For the authority entrusted with power in the country, the Iraqi Electricity Commission (IEC) and its Baghdad branch have found themselves in the unenviable position of answering for much of Baghdad's discontent. The commission's 39,000 employees have scrambled to add capacity, fix existing generation capacity and expand distribution even as saboteurs worked to stymie operations. But a series of shocks to the system have complicated things even further.

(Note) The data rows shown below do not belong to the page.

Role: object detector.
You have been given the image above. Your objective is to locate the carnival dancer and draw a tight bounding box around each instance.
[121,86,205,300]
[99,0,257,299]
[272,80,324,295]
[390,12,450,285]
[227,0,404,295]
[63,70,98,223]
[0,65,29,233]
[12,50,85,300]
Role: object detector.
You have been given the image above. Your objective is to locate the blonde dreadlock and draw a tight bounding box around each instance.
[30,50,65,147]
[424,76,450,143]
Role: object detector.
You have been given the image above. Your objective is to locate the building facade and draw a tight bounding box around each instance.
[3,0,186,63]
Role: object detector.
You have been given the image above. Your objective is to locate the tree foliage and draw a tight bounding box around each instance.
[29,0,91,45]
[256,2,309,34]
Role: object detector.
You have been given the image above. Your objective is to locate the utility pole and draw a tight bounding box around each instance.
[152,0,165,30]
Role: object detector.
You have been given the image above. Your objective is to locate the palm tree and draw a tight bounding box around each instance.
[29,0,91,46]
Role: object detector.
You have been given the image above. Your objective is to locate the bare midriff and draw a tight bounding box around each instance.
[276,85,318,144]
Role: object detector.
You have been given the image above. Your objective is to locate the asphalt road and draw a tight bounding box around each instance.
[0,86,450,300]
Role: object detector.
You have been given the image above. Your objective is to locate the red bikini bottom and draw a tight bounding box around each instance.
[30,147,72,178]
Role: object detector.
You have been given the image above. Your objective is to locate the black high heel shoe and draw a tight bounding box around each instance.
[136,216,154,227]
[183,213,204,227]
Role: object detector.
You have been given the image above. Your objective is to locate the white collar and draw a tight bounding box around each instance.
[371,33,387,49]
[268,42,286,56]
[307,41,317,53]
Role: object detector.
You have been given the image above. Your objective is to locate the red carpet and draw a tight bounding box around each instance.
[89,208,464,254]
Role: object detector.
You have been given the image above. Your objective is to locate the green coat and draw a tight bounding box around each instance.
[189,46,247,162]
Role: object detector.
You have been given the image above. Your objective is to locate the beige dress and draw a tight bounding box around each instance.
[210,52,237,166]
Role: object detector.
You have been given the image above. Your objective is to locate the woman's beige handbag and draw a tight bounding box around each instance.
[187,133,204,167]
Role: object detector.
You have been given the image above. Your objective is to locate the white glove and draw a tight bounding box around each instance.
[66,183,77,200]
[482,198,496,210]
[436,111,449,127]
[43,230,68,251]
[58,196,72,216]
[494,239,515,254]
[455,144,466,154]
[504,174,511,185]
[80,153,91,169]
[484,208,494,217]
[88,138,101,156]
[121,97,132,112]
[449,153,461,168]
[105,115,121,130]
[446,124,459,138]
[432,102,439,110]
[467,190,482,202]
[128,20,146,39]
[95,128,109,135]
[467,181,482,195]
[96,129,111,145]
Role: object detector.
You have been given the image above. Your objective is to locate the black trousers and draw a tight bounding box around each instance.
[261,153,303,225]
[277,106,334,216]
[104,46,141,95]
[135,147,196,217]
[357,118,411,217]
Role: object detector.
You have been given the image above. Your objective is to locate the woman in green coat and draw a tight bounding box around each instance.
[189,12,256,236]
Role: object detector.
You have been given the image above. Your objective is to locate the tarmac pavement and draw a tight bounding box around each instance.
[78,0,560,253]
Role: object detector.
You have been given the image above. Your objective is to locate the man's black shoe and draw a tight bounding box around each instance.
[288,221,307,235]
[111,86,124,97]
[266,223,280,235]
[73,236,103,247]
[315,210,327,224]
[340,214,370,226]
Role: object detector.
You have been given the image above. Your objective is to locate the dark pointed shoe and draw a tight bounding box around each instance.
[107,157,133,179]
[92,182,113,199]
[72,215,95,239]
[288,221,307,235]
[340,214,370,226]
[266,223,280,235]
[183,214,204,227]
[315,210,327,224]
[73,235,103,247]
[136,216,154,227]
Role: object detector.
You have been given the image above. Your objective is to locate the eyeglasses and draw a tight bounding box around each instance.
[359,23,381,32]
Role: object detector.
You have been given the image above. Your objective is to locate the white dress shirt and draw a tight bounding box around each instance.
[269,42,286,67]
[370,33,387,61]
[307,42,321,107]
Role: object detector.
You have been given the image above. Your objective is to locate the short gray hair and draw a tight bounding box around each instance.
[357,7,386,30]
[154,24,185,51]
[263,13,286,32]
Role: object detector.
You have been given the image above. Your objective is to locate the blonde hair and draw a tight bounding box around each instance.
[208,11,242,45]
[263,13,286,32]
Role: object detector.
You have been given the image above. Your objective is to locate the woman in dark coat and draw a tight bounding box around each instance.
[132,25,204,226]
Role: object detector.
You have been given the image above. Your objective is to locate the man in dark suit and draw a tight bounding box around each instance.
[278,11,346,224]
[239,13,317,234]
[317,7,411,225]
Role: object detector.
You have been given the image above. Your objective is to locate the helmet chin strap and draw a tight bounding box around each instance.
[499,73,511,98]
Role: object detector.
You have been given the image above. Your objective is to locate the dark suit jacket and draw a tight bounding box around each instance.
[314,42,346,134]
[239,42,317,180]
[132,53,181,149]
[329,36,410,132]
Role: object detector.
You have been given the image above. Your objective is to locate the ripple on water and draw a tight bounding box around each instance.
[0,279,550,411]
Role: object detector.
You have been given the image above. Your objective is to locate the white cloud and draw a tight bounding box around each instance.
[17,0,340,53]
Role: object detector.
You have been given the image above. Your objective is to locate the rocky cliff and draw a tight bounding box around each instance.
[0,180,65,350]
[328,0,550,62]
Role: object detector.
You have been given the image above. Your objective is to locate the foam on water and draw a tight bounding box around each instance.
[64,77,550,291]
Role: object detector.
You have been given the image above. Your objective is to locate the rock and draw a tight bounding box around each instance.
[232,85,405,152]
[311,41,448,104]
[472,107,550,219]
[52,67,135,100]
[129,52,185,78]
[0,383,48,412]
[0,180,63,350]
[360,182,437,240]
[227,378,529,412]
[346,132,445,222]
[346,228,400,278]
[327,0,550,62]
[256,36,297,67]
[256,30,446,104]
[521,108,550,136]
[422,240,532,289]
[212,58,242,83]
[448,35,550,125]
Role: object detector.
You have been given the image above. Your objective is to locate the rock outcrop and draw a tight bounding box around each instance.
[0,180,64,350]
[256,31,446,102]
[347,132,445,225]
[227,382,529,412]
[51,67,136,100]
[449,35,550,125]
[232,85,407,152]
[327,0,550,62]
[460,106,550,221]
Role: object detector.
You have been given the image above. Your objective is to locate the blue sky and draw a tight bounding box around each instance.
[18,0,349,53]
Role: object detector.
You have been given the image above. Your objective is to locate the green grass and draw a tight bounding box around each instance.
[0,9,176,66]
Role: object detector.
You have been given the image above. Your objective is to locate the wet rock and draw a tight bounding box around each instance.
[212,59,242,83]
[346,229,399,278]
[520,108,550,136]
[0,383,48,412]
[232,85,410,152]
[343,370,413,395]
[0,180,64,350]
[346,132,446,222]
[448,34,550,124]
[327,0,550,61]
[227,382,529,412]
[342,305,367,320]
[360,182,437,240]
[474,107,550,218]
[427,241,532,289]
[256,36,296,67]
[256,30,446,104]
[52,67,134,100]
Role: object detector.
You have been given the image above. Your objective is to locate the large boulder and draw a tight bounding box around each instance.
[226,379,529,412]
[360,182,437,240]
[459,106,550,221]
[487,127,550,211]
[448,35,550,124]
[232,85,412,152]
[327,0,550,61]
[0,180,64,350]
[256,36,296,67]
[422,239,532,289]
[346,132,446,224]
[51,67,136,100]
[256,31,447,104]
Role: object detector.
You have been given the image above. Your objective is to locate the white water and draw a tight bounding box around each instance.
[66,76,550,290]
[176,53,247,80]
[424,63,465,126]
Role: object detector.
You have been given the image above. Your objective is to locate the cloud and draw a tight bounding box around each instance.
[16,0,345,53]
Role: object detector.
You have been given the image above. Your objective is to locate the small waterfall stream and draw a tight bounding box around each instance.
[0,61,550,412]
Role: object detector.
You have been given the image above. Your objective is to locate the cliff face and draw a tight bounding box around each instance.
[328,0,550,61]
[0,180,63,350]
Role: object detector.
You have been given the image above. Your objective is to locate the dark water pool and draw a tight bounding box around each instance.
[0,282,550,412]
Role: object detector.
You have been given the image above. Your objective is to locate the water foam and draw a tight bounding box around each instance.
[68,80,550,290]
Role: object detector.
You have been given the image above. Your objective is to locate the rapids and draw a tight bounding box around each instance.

The acts of sabotage have shown just how fragile the system is. When saboteurs brought down several power lines and transmission towers, the nation's output dropped to 700 megawatts per day, when demand stands at around 6000 MW per day.
The system has yet to recover. In July, generation in Baghdad only reached 1,300 megawatts while demand reached 2400 MW. In practice, that amounted to only about 12 hours a day of power on average, said Nafee Abdul Sada, director of the Baghdad Company for Electricity Distribution. Baghdad has been placed on a 3x3 schedule-3 hours on, 3 hours off-for the summer months. Only hospitals, and those living near them, can count on 24-hour power these days.
Iraq's power system, like most others, is based on three major components-generation, transmission and distribution. In all, about a fifth of the country's power comes from hydroelectric generation, almost a quarter from gas-generated power, but more than half comes from fuel oil and diesel.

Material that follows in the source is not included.